Liam is eating a lot more homemade yogurt (thanks to my mom) and homemade treats (like healthy muffins). I also try to pack more sliced fruit instead of snacks, and I can pack these in containers for him to eat in the car. The secret seems to be in not having the snack foods around in the first place and then he stops asking all day long (although we still love our big bags of veggie sticks).
This is something both Marie Kondo and Bea Johnson advocate--don't accept freebies. Whether it's a cheap party favor or a hospital gift bag with formula samples, as I've decluttered, I've realized that most freebies just end up being wasted. Plus I think it sets a good example for our children when we don't accept every freebie.
Wipes and Paper Towels
I cringe to think of how many wet wipes and paper towels I went through when babysitting (I had no idea then how expensive those things can be!).
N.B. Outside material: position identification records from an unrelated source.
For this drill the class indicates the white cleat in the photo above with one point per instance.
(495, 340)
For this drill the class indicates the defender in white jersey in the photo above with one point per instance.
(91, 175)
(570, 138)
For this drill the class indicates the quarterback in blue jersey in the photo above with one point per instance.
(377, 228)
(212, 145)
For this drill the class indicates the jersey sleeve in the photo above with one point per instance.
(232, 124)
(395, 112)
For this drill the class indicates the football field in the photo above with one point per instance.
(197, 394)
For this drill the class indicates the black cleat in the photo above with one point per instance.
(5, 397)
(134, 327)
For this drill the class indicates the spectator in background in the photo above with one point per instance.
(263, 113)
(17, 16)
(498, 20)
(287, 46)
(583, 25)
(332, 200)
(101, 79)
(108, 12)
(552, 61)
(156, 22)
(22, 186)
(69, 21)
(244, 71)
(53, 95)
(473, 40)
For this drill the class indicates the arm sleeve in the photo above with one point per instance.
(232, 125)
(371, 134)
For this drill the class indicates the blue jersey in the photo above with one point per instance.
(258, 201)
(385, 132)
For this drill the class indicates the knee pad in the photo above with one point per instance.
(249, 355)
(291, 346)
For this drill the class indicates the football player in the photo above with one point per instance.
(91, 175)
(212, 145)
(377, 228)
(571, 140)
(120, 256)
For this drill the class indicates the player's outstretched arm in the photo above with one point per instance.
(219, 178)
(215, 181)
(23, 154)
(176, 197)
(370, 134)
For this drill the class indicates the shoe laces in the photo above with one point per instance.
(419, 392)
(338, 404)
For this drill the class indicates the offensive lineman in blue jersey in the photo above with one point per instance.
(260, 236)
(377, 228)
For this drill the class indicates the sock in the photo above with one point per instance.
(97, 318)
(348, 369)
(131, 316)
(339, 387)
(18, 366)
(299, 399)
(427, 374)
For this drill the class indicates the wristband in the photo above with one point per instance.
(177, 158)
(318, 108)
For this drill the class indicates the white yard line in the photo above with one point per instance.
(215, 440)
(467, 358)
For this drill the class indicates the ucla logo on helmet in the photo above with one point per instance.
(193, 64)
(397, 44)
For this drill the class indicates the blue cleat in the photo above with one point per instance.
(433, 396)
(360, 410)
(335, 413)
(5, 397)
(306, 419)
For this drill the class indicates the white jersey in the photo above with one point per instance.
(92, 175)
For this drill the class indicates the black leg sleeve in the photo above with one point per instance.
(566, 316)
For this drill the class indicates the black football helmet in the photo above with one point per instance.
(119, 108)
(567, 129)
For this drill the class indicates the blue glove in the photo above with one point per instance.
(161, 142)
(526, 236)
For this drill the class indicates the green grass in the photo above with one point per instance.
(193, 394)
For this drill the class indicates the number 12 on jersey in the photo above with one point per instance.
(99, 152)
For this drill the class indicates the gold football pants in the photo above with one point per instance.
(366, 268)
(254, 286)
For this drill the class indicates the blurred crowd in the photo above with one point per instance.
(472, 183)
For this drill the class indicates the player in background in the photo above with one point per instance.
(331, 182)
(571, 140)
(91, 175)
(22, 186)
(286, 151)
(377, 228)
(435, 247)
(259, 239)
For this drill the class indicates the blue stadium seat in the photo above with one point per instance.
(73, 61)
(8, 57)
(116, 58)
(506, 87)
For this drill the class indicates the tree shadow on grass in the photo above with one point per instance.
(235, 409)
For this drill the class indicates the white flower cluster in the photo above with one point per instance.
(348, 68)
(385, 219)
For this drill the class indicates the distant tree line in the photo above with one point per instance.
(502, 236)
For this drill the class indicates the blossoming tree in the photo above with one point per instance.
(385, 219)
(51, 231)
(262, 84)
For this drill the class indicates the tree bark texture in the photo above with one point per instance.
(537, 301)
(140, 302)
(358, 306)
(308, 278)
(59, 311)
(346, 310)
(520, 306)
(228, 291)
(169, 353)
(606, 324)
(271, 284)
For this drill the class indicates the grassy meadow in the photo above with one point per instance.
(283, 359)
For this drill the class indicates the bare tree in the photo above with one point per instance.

I am too irresponsible to be allowed to buy wet wipes (and by that I mean that I will go through a whole pack in a matter of days). So we just don't. We use towels or washcloths, even when on the road. Or we find a sink and just wash hands (and sometimes faces). Having an extra set of clothes for Liam also helps.
Thoughtfulness and awareness are the biggest lessons I have gleaned from Zero Waste Home. When I buy something disposable, I try to think about it as part of the larger picture of garbage.
As I mentioned above, we're trying to be more creative about snacks, which has also helped Liam be healthier. He will eat homemade bread with jelly or cheese and he loves leftover soups.
When we run out of Play doh this time, we'll probably make our own to save money and packaging. However, I don't think we're going to be able to give up markers yet (something Johnson recommends in Zero Waste Home).
I'm also more committed to teaching my children to care for the earth and be mindful consumers. Sometimes it feels so overwhelming and as though nothing makes a difference. Zero Waste Home reminded me that is simply not true. We are composting more again, and Liam helps. I try to fill our kitchen with more glass than plastic and to always take my reusable shopping bags when we might stop by the store.
I also don't want to teach him to love stuff, and so we're trying to take an active role by thinking through Christmases and birthdays.
Still, when in this phase of life, it is important to be reasonable, so I didn't say "no" when he asked for a fancy yogurt at the store yesterday, and we still do use ziploc bags (we'll see about phasing those out). I'm sure we'll continue to see places where we can cut down our waste (and often our spending, as well).